Less than a year ago, the Muslims over at Marion tried to kill me for “evangelizing.” I narrowly escaped, and was transferred over here. Then in November, the Muslims over here put a hit out on all the Christians in the unit. My good friend was taken hostage, his hands were tied behind his back, he was stabbed in the heart, then his head was sawed off with a wire while he was still alive. Getting his head all the way off was harder than expected, so once he was dead, the job was left unfinished and the next victim was attacked. He got stabbed 12 times before another Christian man could get to him and block the Jihadi. If we hadn’t circled the wagons and stopped the killing like we did, I’d have been next, along with two other friends of mine.
Why all this bloodshed? Because we sang some hymns. Because we wouldn’t convert to Islam. Because we were Christians. The chaplain wears body armor when he comes down here. And I’m walking around in a T-shirt. This isn’t flag football, or summer camp, or Facebook. Not everyone comes home from this.
Do you know how many people I’ve seen convert to Islam in this unit? Most of them! And it doesn’t matter if they are Christians, Jews, Catholics, secular, Odinist, or whatever. Almost everyone converts to Islam shortly after arriving here. Why? Because they don’t want to face the persecution. I’ve been here 7 years. I’m one of the few who has held fast.
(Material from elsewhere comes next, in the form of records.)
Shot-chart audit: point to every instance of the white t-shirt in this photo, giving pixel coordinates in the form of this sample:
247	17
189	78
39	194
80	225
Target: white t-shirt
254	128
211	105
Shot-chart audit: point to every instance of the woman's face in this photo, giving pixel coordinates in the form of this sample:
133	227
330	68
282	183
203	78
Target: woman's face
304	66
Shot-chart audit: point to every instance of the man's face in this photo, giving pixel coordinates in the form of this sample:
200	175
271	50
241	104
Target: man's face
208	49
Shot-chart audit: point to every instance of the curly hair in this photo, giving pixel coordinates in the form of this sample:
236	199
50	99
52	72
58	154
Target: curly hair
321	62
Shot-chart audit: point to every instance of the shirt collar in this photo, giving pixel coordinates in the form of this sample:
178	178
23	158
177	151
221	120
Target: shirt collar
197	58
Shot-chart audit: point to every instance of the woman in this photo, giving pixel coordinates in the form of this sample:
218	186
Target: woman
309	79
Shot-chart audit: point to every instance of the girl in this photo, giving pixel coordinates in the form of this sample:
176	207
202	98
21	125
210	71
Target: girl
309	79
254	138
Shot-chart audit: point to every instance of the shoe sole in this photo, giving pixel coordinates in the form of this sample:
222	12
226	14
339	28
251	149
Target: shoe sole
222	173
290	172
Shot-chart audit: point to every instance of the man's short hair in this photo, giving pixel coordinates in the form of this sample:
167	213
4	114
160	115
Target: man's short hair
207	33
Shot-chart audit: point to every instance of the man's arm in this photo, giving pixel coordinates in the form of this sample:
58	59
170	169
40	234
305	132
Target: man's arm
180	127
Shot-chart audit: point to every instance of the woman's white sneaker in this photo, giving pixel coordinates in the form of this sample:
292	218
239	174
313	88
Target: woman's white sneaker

If I had a red button in front of me that would make this all end and let me walk out the gate, I’d press it without a moment’s hesitation. But if I had a red button I could push that would take me back to before prison, to before any of this nightmare ever happened, and make it like none of it ever took place –I mean this — I would not push that button. I couldn’t do it.
I could follow Jesus all my life. I could get all the schooling in systematic theology (like I did). I could be a good person. But until you follow Jesus through the smoke of battle, where torture is routine, and people are actually dying martyr’s deaths, your faith is new in the box. And that’s why I would not push that red button — because I could not put my faith back in its box. Just as I was born and then born again, I grew up and then grew up again. And I would not dare undo that. Not even to save me from this, the worst pain I have ever known.